That's not correct. The sequence is...

Bottom of straw submerged.
Top closed.
Pressure inside is still Patm.
Straw lifted out of liquid with some still in straw.
Pressure inside now less than Patm.
 
Thank you both. I think I got it. It's the fact that some small amount of liquid is lost that makes the pressure decrease. Like for example when a container is filled with water and has an outlet valve. If the lid is closed, liquid will flow out due to Patm, but at some point vacuum is created and the flow stops.
 
Just as another point. Imagine that I have an open tank, at 20ºC, in contact with the atmosphere. I fill it with water until half-volume an then I seal the tank. I am guessing that, at that moment, P = Pair + Pvap (water) = 101.325 kPa (because it was in mechanical equilibrium with the atmosphere before).

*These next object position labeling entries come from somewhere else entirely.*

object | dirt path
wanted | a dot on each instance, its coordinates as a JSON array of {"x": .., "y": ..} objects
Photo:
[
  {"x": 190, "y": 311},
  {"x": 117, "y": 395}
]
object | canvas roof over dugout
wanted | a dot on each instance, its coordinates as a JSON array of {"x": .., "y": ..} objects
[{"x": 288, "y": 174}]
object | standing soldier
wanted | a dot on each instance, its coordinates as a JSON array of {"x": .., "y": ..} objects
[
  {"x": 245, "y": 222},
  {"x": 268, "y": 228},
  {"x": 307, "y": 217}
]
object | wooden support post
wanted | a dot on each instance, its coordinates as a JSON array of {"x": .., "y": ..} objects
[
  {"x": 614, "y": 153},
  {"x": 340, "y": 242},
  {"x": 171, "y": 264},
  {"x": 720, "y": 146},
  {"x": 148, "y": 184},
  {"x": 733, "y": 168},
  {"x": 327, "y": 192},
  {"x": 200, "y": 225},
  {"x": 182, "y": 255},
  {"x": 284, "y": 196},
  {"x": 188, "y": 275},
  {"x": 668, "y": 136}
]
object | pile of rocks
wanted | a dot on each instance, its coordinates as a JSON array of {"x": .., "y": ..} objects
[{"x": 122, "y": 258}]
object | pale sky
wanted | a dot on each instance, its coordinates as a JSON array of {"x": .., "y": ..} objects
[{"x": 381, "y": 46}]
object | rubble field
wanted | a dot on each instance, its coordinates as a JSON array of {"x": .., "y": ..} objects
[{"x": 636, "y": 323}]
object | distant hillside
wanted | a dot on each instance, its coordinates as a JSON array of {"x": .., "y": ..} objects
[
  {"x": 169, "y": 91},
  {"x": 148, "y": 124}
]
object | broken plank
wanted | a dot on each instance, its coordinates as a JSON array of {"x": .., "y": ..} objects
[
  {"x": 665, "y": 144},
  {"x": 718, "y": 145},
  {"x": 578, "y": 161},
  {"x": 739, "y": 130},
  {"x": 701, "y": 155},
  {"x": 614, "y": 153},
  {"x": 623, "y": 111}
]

If then I start pumping water out (excluding any possible cavitation problems), until gas has 50x more available volume than before, then pressure should drop to around 2 kPa and the water vapor pressure at that temperature is 2.3 kPa. Then I assume water should start boiling.

Is this entire thinking correct?
 
I'm not sure what you mean. If your tank is half full of water, and you start pumping water out, the maximum available volume for the gas is only 2x the initial volume.

However, if the tank is 99% full, then pumping water out until the gas has 50x more volume available than before, then I believe the remaining water would indeed begin to boil.
 
msanx2 said:
Then I assume water should start boiling.

Boiling is really only rapid vaporization. Should be possible to reduce the pressure slowly enough so that it doesn't visibly "boil", but the end result will be the same.